Sicker patients, chronic understaffing, high rates of clinician burnout, higher operational expenses paired with less income.
All these realities, and more, are straining providers, patients, and hospital systems across the country. At the same time, we are in an era where transformative technologies, such as wearables and continuous remote monitoring, have the potential to shift healthcare from a reactive to proactive model.1 At Medtronic, innovations in medical technology have led to new and expanded options for continuous patient monitoring.
Below are five data-supported ways that continuous remote patient monitoring is impactful.

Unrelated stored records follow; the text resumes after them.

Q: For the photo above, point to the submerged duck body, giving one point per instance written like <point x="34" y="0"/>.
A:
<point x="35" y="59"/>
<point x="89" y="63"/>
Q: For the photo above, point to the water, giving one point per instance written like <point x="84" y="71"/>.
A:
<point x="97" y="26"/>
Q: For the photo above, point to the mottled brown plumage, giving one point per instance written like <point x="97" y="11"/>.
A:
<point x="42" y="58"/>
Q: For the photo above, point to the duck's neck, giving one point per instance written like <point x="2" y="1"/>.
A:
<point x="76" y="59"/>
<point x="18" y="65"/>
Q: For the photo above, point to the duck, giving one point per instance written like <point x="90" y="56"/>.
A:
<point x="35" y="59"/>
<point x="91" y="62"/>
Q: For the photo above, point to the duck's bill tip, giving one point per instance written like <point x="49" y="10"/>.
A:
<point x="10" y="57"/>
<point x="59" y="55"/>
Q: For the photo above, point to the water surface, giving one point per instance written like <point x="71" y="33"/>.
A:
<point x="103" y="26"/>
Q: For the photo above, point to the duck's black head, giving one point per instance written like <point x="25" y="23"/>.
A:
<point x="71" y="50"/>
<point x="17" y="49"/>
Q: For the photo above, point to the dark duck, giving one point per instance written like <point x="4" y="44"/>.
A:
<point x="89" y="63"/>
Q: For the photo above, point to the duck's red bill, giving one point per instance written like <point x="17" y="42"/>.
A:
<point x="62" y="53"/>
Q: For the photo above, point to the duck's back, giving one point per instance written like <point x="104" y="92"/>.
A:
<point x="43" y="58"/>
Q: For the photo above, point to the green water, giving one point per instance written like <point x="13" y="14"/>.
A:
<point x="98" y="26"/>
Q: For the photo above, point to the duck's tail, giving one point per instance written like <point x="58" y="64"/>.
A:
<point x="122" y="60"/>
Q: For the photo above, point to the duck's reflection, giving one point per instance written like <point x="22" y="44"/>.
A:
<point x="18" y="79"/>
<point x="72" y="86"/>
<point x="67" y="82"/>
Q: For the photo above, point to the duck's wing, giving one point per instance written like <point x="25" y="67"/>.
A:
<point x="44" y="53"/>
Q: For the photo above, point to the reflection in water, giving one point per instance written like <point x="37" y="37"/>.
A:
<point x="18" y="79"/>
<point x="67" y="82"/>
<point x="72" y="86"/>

1. Improved patient satisfaction
A hospital stay can be an uncertain and tense time for patients and their loved ones. Connected tethered devices can be uncomfortable to the patient, restricting movement, lights and alarms can be distressing, while intermittent vital sign monitoring can be disruptive, especially during overnight hours. Wearable continuous remote patient monitoring systems allow for collection of multiple vital signs without lights, noises, or cords by employing sensors that adhere to the skin, allowing for unobstructed movement.2,3 Recent studies have observed that use of continuous remote monitoring reduces the amount of time spent on vital sign monitoring, while providing more time for other patient-provider interactions and care activities, which may contribute to a more proactive care environment.4
In addition, patients have reported feeling safer while being monitored using a continuous remote patient monitor5,6
2. Improved in-hospital outcomes
Abnormal vital signs are an indication of clinical deterioration, with early detection and response considered a key element to avoid or limit further worsening.7 In addition to being disruptive to patients, especially overnight, intermittent vital sign monitoring can be inaccurate, incomplete, and miss changes in physiological parameters that occur in-between monitoring.7-9 Further, vital sign monitoring takes up clinician time, and intermittent checks may be missed at times of understaffing, which has been associated with more negative outcomes.4,10-12
Continuous remote monitoring can allow for early detection of clinical deterioration, which can support timely intervention and avoid or limit poor clinical outcomes.10 Meta-analyses have found that continuous remote patient monitoring has the potential to facilitate early detection of clinical deterioration and reduce ICU transfers, rapid response activations, complications, and mortality.13,14
3. Decreased administrative burden
Clinicians can spend a notable amount of time on administrative tasks, including charting vital signs.10 By integrating into existing hospital systems, technology can help reduce administrative burden and enhance the patient and clinician experience by simplifying workflows and allowing more time for meaningful patient care. Clinicians see the benefit of continuous remote monitoring platforms, with one survey of clinicians reporting over 85% of respondents giving preference for wireless monitors over tethered systems, and the majority of respondents believing that continuous remote monitoring could provide earlier detection of clinical deterioration, while decreasing resuscitation and in-hospital mortality.15
4. Trending and AI
Monitoring of vital signs is used as an indication of a patient’s overall health status, which requires identification and interpretation of trends within the data to effectively respond to signs of clinical deterioration. Integration of AI into the continuous remote monitoring platform has the potential to provide unique and individualized insights into patient health and recovery by providing information on vital sign trending, which may allow clinicians to provide more proactive care and initiate timely interventions, to improve patient safety and outcomes.16
5. Complete Transition from Hospital-to-Home
Increase in patient complexity, surgeries being completed outside the operating room or with same-day discharge, and high healthcare costs means that more patients are being discharged when they may still be sick or in early recovery, posing a safety risk.17 Technologies that allow for continuous monitoring of patients from hospital to home can provide seamless care and allow for earlier detection of decline than without monitoring. Further, remote patient monitoring at-home can provide a feeling of additional safety for patients, with one meta-analysis showing improved quality of life measures for patients who received monitoring at-home.18
Conclusion
The value of continuous remote patient monitoring is multi-fold, with patients feeling safer, earlier identification of patient deterioration, and reduced administrative burden while receiving unique physiological insights for clinicians*. Medtronic has a comprehensive solution, HealthCast™, that includes a multi-parameter wearable sensor, a remote monitoring system connecting patient data directly into the EMR, and full-service implementation that can be implemented today.
* Based on studies using technologies with the same or similar features as HealthCast™ patient monitoring systems.